At this point I think Kerr is just trolling for the page views, since he doesn't seem to have learned anything from the extensive and thoughtful comments his first post elicited.
your ipso isn't quite so facto. There are many scenarios where encrypted information is evidentiary in non-thought-only crimes. Consider bitcoin theft, other money laundry. Consider second-order evidence, e.g. incriminating pictures or video of illegal acts for which not enough physical evidence has been gathered.
Self-incrimination is highly compelling evidence in all crimes. Interesting to note, however, is that a confession is one of the lowest and most unreliable forms of evidence.
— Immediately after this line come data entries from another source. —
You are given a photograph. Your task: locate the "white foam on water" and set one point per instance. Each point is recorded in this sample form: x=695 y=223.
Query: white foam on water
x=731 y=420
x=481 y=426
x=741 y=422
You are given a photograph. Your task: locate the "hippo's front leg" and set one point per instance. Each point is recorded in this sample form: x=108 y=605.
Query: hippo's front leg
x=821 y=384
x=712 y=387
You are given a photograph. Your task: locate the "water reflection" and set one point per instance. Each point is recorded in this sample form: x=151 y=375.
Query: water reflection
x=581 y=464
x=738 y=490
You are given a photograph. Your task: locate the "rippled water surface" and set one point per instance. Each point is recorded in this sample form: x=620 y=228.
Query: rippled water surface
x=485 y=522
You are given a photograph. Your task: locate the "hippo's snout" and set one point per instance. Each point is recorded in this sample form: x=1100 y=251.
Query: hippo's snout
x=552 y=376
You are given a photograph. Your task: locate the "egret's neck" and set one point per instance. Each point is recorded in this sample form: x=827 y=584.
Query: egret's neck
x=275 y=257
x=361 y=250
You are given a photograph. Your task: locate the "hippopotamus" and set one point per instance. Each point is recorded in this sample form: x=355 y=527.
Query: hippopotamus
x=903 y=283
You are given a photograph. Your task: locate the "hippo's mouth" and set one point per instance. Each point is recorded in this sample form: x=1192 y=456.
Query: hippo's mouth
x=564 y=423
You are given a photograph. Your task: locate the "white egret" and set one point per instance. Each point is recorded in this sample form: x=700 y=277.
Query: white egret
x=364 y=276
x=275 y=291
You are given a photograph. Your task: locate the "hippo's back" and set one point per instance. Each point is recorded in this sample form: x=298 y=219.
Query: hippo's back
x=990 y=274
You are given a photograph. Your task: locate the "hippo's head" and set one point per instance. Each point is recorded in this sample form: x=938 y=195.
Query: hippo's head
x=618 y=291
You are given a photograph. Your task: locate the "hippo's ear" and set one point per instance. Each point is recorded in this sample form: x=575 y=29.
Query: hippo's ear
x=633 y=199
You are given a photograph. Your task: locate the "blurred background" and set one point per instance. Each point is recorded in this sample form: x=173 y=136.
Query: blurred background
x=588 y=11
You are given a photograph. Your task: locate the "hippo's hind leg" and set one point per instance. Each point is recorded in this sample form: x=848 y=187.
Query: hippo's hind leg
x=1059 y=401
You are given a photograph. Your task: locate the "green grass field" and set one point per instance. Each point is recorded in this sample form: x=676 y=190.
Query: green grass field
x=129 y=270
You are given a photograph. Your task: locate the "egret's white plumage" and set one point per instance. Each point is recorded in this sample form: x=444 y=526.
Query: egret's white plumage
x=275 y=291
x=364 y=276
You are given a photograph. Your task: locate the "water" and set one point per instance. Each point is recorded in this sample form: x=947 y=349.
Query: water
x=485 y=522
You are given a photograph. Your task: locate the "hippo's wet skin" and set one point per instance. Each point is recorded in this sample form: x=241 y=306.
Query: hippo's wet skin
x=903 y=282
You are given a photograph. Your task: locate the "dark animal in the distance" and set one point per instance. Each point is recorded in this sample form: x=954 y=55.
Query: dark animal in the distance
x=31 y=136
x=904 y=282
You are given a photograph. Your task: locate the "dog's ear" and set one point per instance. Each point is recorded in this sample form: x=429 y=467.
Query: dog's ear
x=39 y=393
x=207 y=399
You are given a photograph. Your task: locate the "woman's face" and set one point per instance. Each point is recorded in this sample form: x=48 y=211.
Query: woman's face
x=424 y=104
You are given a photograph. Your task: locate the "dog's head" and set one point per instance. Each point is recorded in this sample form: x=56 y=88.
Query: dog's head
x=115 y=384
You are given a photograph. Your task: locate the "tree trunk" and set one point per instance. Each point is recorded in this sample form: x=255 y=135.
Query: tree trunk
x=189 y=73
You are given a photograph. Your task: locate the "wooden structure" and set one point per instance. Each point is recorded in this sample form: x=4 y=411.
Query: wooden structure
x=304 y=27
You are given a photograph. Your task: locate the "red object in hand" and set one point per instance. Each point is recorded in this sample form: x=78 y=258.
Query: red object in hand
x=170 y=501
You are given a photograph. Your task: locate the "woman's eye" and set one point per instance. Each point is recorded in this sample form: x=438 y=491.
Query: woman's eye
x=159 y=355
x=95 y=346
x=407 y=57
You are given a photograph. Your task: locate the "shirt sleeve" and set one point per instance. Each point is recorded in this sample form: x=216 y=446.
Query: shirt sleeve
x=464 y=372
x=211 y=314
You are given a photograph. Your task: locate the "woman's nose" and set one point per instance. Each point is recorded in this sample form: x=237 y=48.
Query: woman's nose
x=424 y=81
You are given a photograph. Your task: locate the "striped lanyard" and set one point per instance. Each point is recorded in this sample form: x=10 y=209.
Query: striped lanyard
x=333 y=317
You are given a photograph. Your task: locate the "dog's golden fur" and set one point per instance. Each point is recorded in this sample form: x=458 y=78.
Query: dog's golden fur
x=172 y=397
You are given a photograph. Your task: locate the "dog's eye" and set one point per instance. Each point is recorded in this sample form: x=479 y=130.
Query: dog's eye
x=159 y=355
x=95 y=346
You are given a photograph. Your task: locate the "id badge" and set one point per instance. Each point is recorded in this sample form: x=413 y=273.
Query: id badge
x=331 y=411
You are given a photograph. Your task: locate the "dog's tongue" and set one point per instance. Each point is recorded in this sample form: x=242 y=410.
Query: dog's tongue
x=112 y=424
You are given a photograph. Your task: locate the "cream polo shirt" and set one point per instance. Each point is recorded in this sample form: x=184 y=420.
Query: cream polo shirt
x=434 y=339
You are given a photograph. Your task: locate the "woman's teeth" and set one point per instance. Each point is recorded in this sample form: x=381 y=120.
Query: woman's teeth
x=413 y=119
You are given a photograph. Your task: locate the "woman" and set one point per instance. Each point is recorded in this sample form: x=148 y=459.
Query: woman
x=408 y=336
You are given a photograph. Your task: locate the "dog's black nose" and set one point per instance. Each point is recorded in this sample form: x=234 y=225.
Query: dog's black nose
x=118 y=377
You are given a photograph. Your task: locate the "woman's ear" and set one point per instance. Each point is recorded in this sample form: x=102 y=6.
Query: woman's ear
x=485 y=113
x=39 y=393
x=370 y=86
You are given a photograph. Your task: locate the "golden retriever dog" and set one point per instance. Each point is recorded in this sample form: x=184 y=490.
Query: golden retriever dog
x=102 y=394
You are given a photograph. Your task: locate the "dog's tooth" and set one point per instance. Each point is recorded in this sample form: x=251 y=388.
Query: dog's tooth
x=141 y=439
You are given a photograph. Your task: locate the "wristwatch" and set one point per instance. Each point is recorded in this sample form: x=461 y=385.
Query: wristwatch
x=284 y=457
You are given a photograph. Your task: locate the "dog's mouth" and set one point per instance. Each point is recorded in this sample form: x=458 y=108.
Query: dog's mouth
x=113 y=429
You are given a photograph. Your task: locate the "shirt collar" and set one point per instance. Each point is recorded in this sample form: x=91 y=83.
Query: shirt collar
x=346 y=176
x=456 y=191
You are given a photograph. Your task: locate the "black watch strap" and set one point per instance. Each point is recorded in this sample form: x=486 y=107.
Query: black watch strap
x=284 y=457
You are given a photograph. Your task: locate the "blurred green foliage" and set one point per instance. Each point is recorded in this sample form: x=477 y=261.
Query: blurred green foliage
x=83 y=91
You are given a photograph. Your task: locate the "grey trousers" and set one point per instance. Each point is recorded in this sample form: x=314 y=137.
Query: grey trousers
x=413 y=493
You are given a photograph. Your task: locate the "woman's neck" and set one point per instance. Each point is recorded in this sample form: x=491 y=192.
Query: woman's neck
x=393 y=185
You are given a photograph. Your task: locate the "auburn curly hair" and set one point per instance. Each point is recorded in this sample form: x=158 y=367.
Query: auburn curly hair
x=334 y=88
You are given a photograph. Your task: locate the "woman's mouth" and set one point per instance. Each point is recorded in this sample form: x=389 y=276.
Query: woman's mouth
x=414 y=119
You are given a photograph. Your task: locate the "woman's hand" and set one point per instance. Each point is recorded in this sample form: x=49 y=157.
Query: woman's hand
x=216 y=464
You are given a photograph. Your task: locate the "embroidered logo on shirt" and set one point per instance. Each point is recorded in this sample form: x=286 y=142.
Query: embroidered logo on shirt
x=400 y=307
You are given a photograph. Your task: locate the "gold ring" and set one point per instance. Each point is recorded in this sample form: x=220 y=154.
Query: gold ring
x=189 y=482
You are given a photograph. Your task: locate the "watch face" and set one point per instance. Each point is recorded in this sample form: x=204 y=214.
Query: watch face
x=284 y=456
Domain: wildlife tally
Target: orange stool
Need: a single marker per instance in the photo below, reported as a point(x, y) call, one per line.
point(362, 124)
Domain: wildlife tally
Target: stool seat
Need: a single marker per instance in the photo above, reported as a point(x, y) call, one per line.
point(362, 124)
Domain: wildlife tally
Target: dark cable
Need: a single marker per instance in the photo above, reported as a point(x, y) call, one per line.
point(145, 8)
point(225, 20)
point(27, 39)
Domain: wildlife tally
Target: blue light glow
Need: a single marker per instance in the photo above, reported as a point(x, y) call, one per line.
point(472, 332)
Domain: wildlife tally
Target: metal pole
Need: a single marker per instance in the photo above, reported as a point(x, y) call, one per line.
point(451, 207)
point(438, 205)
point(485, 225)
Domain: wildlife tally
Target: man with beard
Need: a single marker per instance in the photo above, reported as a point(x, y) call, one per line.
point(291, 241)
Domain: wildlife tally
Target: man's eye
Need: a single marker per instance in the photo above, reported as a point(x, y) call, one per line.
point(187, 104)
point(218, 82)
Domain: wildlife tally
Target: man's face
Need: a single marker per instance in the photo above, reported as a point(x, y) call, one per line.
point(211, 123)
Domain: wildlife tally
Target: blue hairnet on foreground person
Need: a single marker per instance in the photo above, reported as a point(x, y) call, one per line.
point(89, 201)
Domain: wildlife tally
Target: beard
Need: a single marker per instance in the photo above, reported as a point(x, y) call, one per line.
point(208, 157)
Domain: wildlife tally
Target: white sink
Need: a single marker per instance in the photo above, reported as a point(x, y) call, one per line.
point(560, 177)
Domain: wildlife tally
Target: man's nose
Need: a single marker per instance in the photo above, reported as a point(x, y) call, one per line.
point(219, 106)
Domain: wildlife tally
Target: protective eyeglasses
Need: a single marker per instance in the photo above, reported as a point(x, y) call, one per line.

But in speaking of thought crime, I'm merely speaking of crimes which are entirely inevident (which admittedly is a term I just made up) save for self-incrimination. Likewise, if it is evident that a crime has been committed, then by definition it is not a thought crime.
If there is evidence beyond self-incrimination, by all means find it and produce it at trial. For example, bitcoin theft by definition must effect an unwilling 3rd party, therefore there's at least a human who can testify their coins were stolen. It's evident in victim testimony, on the blockchain, in access logs and source code of the central service that was hacked, or in malware left behind on the victim's computer, etc.
The existence of a wronged third party is not evidence of guilt; the existence of a bitcoin wallet with the stolen funds on your phone, however, would be.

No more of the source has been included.